Tachibana, frrom the series A Contest of Fashionable Beauties of the Gay Quarters (Tosei yuri bijin awase)
- Source:
- ukiyo-e.org
Description
Tachibana belongs to Torii Kiyonaga's series A Contest of Fashionable Beauties of the Gay Quarters (Tosei yuri bijin awase), a key example of the bijin-awase (beauty-contest) format held by the Art Institute of Chicago and indexed by [ukiyo-e](/glossary/ukiyo-e).org. Bijin-awase series presented portraits of celebrated courtesans from the licensed pleasure quarters as if in a pictorial competition, often with their names, houses, and signature attributes inscribed within or beside the design. The named subject Tachibana is identified as a courtesan whose attributes and house are signaled through her costume, accessory choices, and accompanying motifs—conventions Edo viewers were practiced in reading. Kiyonaga, the fourth head of the Torii school, treats her in the tall, broad-shouldered Edo [bijin-ga](/glossary/bijin-ga) proportions he had brought to maturity by the early 1780s: contour lines are confident and largely uninflected, costume patterns repeat in stately rhythm, and the background is reduced so that the figure dominates.

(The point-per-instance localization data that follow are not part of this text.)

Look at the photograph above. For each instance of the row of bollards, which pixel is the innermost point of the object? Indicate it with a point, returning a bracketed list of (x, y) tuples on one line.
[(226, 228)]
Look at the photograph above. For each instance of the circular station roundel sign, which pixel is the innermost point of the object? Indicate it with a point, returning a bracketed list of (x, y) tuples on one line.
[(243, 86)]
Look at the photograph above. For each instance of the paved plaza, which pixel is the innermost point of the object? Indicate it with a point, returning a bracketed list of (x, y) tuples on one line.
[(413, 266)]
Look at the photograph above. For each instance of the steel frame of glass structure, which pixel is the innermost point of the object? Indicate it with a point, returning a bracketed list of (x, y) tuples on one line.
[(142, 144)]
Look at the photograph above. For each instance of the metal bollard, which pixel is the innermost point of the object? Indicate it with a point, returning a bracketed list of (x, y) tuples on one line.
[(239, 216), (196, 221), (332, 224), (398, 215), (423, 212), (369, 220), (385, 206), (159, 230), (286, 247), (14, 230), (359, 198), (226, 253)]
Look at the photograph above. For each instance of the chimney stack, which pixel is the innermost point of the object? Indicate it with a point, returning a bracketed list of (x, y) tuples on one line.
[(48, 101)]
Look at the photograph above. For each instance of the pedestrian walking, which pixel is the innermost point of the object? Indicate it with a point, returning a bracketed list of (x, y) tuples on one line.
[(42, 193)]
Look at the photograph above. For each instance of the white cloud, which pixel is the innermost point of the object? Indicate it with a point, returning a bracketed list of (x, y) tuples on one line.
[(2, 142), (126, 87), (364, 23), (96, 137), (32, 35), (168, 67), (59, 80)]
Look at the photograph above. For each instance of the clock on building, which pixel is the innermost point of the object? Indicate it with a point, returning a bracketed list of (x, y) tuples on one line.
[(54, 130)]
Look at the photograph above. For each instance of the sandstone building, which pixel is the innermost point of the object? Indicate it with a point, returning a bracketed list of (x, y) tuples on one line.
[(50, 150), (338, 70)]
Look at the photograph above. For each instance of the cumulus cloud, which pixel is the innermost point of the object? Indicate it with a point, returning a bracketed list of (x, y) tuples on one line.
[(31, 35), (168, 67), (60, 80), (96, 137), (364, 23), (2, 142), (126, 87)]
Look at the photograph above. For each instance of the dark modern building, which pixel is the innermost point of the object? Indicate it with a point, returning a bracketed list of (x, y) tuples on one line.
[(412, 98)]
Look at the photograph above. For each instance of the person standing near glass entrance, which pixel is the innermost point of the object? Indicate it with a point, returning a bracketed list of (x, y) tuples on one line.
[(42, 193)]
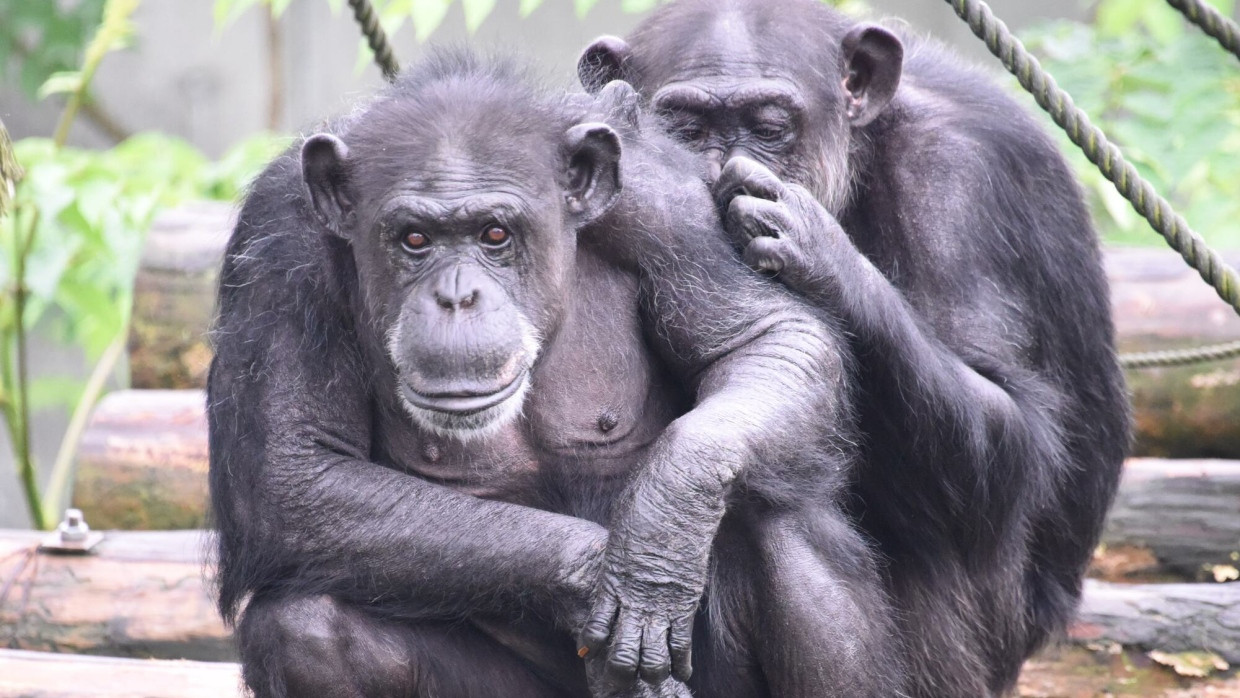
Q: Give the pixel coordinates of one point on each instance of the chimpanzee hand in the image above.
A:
(654, 574)
(781, 227)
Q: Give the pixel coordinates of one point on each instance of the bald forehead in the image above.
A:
(739, 39)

The Tosei yuri bijin awase as a whole stands among the central Kiyonaga series that established the late-eighteenth-century image of the senior courtesan as a refined, idealized type rather than as the dramatic, sensual presence depicted by earlier ukiyo-e artists. The Tachibana sheet thus contributes both to the documentary record of the named courtesans of its day and to the formal history of the Torii school's transformation of bijin-ga under Kiyonaga's direction.